The case that isn't working out
I am trying to work with the complete graph $K_5$.
The adjacency matrix $A = $ $\begin{bmatrix} 0&1&1&1&1\\ 1&0&1&1&1\\ 1&1&0&1&1\\ 1&1&1&0&1\\ 1&1&1&1&0\end {bmatrix}$ gives paths of length $1$.
$A^2 = $ $\begin{bmatrix} 4&3&3&3&3\\ 3&4&3&3&3\\ 3&3&4&3&3\\ 3&3&3&4&3\\ 3&3&3&3&4\end {bmatrix}$ gives paths of length $2$.
If I were to verify the entry ${A^2}_{(1,1)}$, it would be the number of paths of length $2$ which start and end at vertex $1$. This would list out to be:
- $1 - 2 - 1$
- $1 - 3 - 1$
- $1 - 4 - 1$
- $1 - 5 - 1$
This gives me confidence that in a path using this method, the same edge can be visited back and forth without any restriction.
Let us now consider paths of length $4$:
$A^4 = $ $\begin{bmatrix} 52&51&51&51&51\\ 51&52&51&51&51\\ 51&51&52&51&51\\ 51&51&51&52&51\\ 51&51&51&51&52\end {bmatrix}$
From ${A^4}_{(1,1)}$, it is clear that there are $52$ paths of length $4$ which start and end at vertex $1$.
However, this is not what I get when I try to count the number of paths.

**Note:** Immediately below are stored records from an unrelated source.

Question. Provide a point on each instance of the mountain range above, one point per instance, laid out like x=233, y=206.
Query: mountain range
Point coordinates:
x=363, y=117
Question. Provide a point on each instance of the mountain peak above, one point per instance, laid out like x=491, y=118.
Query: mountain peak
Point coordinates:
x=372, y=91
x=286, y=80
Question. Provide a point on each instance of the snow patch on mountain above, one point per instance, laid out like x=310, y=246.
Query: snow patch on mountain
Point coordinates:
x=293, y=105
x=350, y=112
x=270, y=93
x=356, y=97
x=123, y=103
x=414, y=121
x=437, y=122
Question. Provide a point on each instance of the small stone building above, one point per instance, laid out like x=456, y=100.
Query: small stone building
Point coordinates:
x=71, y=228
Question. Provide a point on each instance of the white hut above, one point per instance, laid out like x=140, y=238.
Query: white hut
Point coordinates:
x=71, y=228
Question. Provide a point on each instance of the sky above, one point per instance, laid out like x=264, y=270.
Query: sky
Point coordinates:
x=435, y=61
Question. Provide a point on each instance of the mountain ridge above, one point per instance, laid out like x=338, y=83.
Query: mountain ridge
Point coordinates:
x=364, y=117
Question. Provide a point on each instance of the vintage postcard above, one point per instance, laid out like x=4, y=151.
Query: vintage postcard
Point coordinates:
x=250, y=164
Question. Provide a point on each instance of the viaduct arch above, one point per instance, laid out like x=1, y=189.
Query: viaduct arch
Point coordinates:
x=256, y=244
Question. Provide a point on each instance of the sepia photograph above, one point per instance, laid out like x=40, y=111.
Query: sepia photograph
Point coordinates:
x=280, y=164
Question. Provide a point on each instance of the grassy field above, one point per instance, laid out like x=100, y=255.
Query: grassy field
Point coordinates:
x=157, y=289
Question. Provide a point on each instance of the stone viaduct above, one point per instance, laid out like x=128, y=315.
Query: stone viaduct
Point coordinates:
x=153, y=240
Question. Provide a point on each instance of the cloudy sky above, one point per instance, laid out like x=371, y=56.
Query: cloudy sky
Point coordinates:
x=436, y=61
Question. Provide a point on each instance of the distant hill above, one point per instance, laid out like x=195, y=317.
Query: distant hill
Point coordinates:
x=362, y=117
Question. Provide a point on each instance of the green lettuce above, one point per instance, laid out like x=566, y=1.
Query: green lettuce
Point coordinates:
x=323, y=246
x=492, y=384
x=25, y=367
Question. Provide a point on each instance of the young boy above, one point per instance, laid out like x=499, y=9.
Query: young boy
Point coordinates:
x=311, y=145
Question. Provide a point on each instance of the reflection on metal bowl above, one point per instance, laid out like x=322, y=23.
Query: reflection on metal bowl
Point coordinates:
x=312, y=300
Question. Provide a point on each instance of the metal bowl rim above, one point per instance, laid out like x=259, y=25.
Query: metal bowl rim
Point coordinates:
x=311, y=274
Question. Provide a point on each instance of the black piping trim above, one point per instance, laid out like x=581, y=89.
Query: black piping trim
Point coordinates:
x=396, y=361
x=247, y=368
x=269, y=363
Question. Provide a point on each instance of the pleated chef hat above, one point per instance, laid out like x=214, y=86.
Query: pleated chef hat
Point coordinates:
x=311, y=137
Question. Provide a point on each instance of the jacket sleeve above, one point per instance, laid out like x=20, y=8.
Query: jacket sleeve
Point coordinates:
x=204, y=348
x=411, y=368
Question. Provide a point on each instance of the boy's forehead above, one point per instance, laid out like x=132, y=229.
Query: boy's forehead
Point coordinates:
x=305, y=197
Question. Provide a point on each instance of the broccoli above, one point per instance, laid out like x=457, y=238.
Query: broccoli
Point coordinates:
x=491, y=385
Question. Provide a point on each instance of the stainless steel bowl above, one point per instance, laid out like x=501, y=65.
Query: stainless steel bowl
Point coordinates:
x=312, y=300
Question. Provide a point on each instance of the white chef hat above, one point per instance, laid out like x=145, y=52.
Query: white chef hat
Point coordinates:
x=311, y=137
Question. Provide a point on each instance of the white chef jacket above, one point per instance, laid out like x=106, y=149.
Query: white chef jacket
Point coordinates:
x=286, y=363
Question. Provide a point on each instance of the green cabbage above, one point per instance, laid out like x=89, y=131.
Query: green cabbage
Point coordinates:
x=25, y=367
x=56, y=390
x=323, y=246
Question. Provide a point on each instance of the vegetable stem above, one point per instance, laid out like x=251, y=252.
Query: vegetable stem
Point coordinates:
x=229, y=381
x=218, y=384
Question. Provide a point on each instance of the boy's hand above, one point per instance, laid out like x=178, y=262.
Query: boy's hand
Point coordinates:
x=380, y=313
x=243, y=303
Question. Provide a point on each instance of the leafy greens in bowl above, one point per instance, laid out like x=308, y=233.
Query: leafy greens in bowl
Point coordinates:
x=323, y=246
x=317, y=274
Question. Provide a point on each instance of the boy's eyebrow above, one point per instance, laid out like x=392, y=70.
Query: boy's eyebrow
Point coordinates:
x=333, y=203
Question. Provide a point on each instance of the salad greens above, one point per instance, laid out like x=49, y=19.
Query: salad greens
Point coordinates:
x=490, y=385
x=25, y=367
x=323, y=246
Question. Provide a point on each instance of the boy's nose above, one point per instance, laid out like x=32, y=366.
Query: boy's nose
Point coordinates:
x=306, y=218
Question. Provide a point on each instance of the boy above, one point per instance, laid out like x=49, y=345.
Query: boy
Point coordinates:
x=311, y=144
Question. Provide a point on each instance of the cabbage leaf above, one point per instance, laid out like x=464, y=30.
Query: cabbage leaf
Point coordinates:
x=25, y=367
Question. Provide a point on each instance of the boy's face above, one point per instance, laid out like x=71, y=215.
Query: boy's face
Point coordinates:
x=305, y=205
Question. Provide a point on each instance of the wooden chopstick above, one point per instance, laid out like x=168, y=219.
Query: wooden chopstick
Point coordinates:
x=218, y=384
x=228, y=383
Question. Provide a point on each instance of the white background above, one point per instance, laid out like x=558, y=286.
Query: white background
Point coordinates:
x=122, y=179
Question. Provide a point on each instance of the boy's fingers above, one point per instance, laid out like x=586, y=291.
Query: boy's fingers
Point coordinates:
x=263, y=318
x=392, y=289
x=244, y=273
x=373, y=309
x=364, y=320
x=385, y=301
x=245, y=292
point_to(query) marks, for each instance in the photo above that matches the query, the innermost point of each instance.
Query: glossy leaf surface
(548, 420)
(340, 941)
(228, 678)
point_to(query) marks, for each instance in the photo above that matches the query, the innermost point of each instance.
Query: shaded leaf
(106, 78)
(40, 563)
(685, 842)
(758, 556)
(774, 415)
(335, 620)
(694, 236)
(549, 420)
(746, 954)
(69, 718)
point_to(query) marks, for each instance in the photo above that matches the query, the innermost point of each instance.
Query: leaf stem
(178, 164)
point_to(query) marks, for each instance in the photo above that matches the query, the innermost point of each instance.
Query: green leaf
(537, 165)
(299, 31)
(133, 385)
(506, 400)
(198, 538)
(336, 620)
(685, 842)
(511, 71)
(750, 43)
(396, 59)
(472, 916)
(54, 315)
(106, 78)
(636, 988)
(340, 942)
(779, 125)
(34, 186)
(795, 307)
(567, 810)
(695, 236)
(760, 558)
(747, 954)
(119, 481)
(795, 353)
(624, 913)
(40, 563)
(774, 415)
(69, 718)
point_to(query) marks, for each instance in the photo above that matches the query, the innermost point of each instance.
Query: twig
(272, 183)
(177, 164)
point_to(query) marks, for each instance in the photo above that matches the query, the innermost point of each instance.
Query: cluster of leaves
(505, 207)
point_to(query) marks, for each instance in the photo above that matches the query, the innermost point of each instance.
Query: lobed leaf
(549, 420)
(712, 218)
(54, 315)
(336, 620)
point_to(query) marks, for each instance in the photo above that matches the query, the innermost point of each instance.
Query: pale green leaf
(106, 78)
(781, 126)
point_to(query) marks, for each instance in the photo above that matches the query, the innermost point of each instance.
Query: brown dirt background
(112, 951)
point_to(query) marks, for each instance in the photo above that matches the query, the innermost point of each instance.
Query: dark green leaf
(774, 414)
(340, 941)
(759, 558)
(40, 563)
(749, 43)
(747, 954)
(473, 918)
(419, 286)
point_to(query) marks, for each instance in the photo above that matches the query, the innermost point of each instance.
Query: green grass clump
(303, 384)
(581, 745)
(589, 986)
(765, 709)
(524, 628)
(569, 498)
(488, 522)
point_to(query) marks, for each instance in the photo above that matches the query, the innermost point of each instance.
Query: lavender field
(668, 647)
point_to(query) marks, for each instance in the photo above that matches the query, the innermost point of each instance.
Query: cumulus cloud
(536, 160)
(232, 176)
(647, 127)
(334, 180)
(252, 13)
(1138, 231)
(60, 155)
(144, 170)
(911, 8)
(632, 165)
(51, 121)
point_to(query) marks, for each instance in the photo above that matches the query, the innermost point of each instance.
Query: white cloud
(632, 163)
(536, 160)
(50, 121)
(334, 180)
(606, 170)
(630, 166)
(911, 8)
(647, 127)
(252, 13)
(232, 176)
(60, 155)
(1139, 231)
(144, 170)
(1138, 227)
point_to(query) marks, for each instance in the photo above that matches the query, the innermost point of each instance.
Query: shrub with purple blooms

The following is my approach:
- We need to start and end at vertex $1$. This means we need 3 vertices more to form the path.
- We can choose the second and third vertex in 4 ways each. While choosing the fourth vertex in the path, 2 cases arise:
- The third vertex is $1$: 4 ways to choose the fourth vertex.
- The third vertex is not $1$: 3 ways to choose the fourth vertex.
- However, in this method, symmetric paths (eg: $1 - 2 - 4 - 2 - 1$) have been counted twice, so we need to get rid of those. The number of ways to choose the second and third vertex is 4, and the number of ways to choose the third vertex is also 4. Therefore, total such symmetric paths are $4 * 4 = 16$.
From my calculation total number of paths of length $4$ that start and end at vertex $1$ are:
$4*4 * (4 + 3) - 16 = 96$
What is the problem?
Clearly, the numbers from both approaches don't match. I don't believe that the method in the textbook is wrong as I have seen the same approach mentioned in many sources.
However, the text isn't very elaborate on what a path consists of, and therefore, I might be counting something more.
I have spent 2 days trying to figure this out but I do not seem to see where I am going wrong. I would love it if someone could help me out with this.
Here, you can define a path by a sequence of edges such that the terminal vertex of each edge in the path is equal to the starting vertex of the next (this ensures that successive vertices in the path cannot be the same).
The total number of paths is
$$4 \times (\underbrace{1\times 4}_{\substack{\text{Third vertex} \\ \text{is }1}} + \underbrace{3\times 3}_{\substack{\text{Third vertex} \\ \text{is not }1}}) = 52.$$
The symmetric paths are not being counted twice anywhere.